With Hurricane Matthew barreling up the Florida coast, the number one concern is the safety of people in the storm’s path.
However, as with any hurricane, the storm is expected to incur significant property and economic damage to the impacted parts of the country.
While it is too early to truly nail down a number, the cost of Matthew will probably be high given its intensity and path. According to Bloomberg, using past storms as a baseline, Matthew could cost as much as $50 million.
In a note to clients on Thursday, Deutsche Bank insurance analyst Joshua Shanker said that the cost from Matthew could be one of the most substantial in the past 12 years.

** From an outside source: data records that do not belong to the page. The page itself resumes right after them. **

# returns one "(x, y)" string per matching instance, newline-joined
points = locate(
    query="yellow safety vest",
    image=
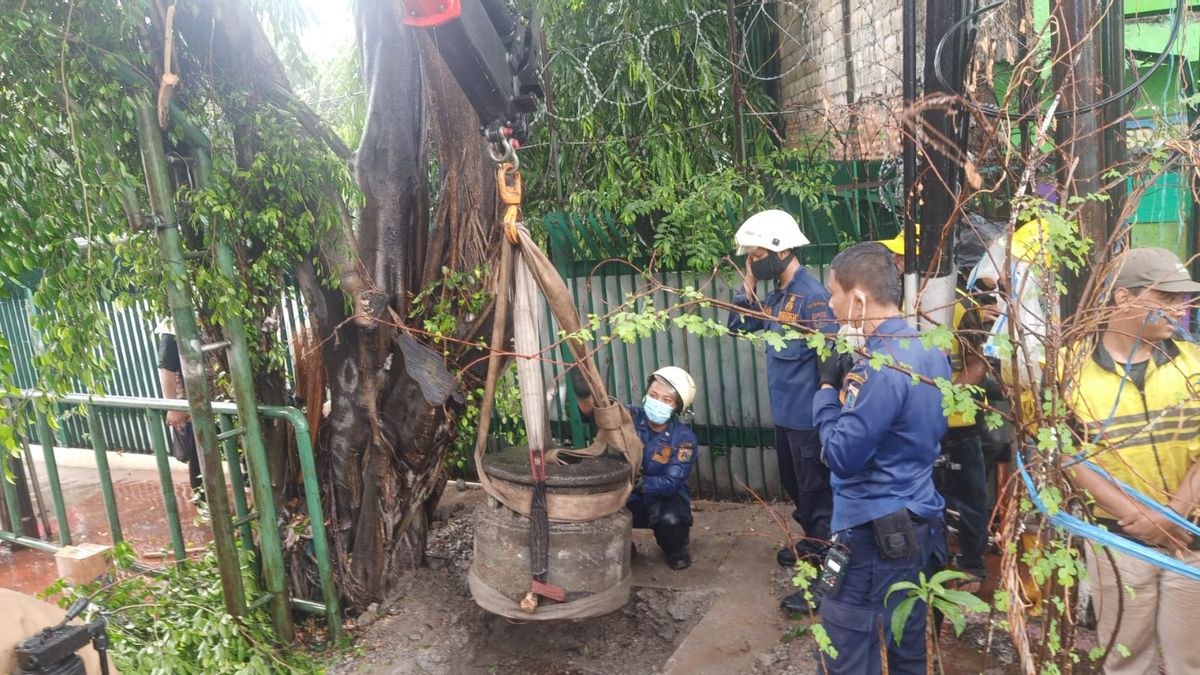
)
(1147, 437)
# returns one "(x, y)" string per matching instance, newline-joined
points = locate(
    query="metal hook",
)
(507, 153)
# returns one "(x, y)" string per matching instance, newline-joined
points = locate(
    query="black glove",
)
(833, 369)
(582, 392)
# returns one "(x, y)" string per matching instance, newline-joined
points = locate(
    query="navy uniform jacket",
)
(667, 455)
(881, 432)
(792, 371)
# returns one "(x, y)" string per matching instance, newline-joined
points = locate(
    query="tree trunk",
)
(382, 447)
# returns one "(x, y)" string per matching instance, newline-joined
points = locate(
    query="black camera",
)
(53, 650)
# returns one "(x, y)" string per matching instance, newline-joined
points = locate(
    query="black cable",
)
(996, 112)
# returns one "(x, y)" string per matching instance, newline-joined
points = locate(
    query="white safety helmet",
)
(679, 381)
(772, 230)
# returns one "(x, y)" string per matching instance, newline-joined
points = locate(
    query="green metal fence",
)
(732, 410)
(133, 344)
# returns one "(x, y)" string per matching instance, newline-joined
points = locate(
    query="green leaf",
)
(900, 616)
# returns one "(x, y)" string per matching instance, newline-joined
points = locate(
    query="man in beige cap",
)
(1134, 395)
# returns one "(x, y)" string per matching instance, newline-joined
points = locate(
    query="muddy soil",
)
(432, 626)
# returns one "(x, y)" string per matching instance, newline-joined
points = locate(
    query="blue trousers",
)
(856, 615)
(667, 515)
(805, 479)
(963, 481)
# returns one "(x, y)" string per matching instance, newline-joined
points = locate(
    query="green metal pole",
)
(10, 496)
(106, 478)
(270, 545)
(316, 515)
(46, 437)
(155, 424)
(196, 383)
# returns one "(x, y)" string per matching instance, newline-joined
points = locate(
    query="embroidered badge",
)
(850, 389)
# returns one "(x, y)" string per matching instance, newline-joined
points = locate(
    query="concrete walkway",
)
(139, 505)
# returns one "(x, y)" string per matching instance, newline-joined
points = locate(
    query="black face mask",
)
(769, 266)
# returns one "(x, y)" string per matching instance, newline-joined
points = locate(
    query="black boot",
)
(679, 559)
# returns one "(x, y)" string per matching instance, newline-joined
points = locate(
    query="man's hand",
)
(749, 282)
(178, 418)
(833, 369)
(1155, 529)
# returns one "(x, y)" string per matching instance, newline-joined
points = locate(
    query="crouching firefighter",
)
(660, 500)
(880, 430)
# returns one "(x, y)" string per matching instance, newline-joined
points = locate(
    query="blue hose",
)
(1080, 527)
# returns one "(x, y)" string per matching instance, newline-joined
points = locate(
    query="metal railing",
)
(154, 411)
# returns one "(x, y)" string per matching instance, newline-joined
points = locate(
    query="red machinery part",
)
(427, 13)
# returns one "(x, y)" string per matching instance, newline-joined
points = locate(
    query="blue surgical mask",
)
(657, 411)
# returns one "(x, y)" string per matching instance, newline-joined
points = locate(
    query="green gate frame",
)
(154, 410)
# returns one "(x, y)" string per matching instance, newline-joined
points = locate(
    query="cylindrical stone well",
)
(588, 560)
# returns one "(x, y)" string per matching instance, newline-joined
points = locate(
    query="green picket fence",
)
(732, 411)
(133, 347)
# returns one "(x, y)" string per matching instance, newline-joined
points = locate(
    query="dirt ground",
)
(721, 615)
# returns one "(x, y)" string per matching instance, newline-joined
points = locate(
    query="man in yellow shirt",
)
(1135, 394)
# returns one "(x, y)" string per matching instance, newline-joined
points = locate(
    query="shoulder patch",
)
(850, 388)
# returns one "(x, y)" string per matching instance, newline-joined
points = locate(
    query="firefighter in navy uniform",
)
(880, 436)
(660, 500)
(769, 239)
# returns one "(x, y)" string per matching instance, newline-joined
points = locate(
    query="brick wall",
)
(817, 102)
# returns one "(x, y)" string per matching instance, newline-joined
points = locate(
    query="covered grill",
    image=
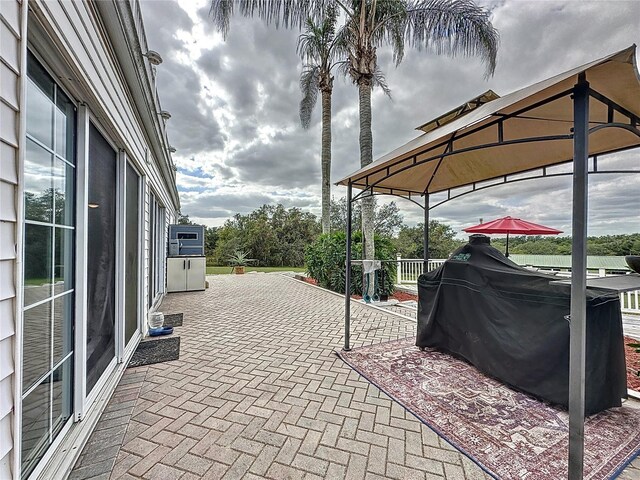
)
(512, 324)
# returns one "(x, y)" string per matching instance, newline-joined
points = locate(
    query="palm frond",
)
(309, 81)
(286, 13)
(453, 28)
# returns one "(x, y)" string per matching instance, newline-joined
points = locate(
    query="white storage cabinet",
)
(185, 274)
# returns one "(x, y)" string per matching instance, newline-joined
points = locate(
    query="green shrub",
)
(325, 260)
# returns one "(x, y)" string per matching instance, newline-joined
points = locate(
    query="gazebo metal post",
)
(425, 239)
(578, 279)
(347, 276)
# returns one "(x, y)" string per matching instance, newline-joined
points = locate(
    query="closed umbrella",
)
(512, 225)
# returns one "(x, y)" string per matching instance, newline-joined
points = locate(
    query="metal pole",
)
(578, 279)
(347, 276)
(425, 239)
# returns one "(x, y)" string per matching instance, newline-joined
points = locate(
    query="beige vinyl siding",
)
(10, 54)
(82, 39)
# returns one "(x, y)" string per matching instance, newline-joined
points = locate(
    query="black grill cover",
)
(513, 325)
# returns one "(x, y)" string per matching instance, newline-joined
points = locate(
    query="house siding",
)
(10, 56)
(73, 41)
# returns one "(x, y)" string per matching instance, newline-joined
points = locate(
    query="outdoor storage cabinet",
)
(189, 239)
(185, 274)
(513, 324)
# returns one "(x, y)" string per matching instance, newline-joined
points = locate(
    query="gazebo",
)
(588, 111)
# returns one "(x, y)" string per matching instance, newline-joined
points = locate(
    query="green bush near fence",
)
(325, 260)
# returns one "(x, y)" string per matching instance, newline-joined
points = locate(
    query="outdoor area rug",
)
(156, 350)
(173, 320)
(508, 434)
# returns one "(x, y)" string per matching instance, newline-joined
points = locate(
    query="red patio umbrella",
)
(512, 225)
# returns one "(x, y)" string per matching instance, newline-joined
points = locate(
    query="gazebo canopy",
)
(525, 130)
(590, 110)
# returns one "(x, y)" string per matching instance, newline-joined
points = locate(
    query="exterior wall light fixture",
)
(153, 56)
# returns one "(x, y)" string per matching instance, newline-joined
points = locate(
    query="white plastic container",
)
(156, 320)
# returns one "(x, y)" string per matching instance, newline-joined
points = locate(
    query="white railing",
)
(409, 269)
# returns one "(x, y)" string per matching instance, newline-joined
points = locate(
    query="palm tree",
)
(318, 48)
(451, 27)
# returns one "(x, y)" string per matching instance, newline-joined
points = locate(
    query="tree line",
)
(345, 35)
(273, 235)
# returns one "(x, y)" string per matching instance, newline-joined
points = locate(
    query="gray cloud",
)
(259, 147)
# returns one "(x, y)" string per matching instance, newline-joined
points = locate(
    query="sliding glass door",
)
(101, 255)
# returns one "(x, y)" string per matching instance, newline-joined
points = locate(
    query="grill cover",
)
(513, 325)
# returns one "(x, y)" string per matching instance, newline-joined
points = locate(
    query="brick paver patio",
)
(259, 393)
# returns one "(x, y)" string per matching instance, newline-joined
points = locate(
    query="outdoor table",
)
(615, 283)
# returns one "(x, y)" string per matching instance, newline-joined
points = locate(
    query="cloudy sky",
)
(237, 132)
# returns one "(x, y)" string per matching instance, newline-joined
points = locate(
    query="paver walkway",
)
(259, 393)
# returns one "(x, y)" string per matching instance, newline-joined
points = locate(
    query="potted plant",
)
(238, 260)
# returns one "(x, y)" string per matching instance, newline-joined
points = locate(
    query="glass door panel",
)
(101, 268)
(48, 263)
(132, 247)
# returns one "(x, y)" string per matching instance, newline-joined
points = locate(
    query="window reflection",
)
(62, 321)
(61, 395)
(38, 185)
(37, 263)
(64, 112)
(63, 192)
(37, 344)
(48, 266)
(35, 425)
(39, 115)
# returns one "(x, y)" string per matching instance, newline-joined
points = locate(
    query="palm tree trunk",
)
(366, 157)
(326, 160)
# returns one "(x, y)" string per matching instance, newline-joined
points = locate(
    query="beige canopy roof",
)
(523, 131)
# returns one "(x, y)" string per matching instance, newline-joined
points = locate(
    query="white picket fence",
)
(409, 269)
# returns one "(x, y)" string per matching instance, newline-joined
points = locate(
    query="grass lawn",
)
(227, 270)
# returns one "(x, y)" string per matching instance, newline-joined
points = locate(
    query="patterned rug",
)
(507, 433)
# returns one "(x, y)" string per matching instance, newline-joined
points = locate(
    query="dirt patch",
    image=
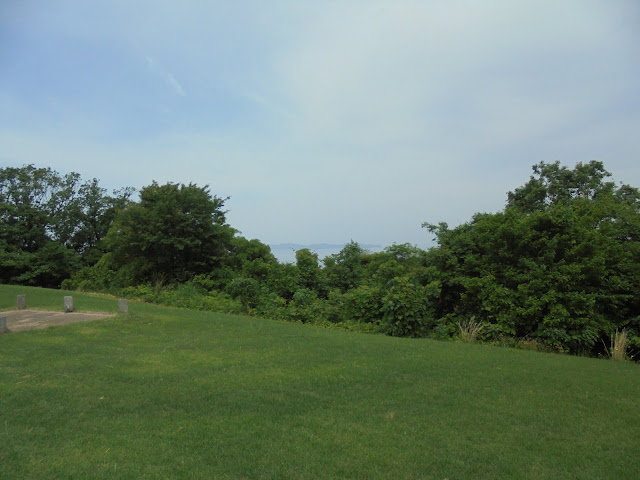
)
(18, 320)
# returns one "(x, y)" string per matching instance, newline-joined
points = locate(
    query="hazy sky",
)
(324, 121)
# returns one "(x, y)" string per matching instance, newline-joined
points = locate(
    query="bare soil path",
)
(18, 320)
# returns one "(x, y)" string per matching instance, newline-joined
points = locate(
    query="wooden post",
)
(68, 304)
(123, 305)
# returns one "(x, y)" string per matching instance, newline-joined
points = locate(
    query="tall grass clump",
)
(470, 329)
(619, 345)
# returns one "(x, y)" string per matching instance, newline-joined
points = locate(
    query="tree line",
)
(559, 266)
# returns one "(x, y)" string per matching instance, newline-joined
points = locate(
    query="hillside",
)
(168, 393)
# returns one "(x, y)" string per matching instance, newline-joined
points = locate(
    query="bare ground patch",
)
(18, 320)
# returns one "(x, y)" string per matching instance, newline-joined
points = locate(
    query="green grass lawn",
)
(167, 393)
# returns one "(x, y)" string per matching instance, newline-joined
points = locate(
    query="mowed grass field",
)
(167, 393)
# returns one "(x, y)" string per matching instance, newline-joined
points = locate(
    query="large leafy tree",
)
(174, 232)
(50, 224)
(561, 263)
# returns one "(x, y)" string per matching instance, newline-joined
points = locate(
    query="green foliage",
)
(51, 225)
(560, 264)
(188, 295)
(309, 274)
(405, 309)
(364, 304)
(246, 290)
(174, 232)
(344, 270)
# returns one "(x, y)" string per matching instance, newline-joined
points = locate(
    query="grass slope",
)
(164, 393)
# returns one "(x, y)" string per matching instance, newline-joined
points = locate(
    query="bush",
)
(405, 309)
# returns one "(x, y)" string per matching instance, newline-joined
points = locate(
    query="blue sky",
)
(324, 121)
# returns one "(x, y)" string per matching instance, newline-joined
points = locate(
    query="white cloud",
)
(169, 79)
(173, 83)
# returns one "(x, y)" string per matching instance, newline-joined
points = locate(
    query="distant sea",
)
(286, 252)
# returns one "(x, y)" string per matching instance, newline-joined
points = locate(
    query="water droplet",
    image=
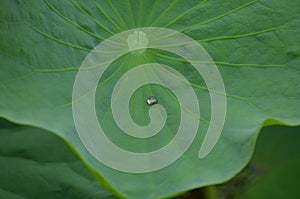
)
(151, 101)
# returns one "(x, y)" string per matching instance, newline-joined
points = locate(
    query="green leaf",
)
(37, 164)
(255, 45)
(277, 156)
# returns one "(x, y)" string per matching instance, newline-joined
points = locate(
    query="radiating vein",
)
(186, 13)
(91, 17)
(242, 35)
(106, 16)
(164, 13)
(117, 14)
(52, 8)
(56, 39)
(220, 16)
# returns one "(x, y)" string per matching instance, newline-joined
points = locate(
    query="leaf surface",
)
(255, 45)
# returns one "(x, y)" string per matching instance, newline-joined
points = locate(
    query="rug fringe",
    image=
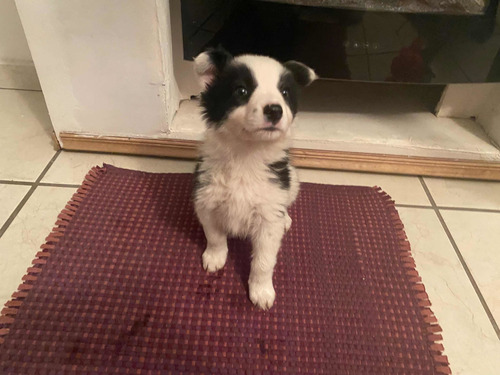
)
(8, 313)
(433, 329)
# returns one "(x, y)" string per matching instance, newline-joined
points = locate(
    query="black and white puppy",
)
(244, 183)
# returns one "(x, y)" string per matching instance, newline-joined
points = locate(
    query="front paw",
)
(214, 260)
(262, 295)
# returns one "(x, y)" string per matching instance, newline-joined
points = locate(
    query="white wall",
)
(13, 46)
(489, 114)
(104, 66)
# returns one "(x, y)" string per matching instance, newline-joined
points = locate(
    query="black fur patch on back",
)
(300, 72)
(221, 96)
(287, 82)
(281, 170)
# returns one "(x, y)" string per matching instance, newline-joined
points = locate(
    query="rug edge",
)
(11, 307)
(434, 330)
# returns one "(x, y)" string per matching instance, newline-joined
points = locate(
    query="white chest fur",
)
(240, 190)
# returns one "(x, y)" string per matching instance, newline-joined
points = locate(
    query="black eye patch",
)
(232, 88)
(289, 90)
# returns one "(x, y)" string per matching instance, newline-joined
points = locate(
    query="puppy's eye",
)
(241, 91)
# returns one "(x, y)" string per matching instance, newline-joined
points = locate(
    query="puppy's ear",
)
(302, 74)
(208, 64)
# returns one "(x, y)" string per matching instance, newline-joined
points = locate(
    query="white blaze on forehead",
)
(265, 70)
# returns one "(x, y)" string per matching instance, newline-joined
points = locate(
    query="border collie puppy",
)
(244, 182)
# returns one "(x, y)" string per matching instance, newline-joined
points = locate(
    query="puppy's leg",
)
(288, 222)
(215, 255)
(266, 243)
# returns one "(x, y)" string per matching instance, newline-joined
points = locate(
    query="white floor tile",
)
(403, 189)
(465, 193)
(71, 167)
(10, 196)
(28, 231)
(470, 341)
(26, 145)
(477, 235)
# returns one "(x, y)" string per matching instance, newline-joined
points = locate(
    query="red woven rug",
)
(119, 289)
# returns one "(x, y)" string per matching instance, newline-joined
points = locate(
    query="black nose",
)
(273, 113)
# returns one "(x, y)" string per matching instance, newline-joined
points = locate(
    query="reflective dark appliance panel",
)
(425, 41)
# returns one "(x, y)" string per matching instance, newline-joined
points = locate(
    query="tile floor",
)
(453, 226)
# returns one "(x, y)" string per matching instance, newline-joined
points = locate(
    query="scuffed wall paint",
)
(101, 64)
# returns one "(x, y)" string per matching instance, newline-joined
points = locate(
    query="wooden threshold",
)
(310, 158)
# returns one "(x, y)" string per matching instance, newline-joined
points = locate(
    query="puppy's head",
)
(251, 97)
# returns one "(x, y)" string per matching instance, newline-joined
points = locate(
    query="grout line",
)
(13, 215)
(461, 259)
(9, 88)
(413, 206)
(468, 209)
(11, 182)
(58, 185)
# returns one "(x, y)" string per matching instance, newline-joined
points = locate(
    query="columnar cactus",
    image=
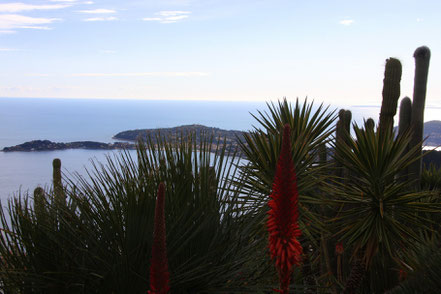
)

“Hurricane Matthew has the potential to be very damaging,” said Shanker in the note. “It is currently a Category 4 [It has been downgraded to a Category 3] storm, having greater wind speeds than most of the notable storms since 2004.”
In order to get a sense of the economic devastation from the storm, Shanker outlined the global economic cost of US storms that have had similar strength to Matthew over the past 12 years.
The most costly, not surprisingly, was Hurricane Katrina in 2005. The gargantuan storm caused a total global inflation-adjusted economic loss of $119.3 million. The second most damaging was Sandy, while not a hurricane when it hit New York and New Jersey in 2012, it still caused damage totaling of $77.3 million.
The most costly to hit Florida, like Matthew, was Wilma in 2005. Losses totaled $35.5 million.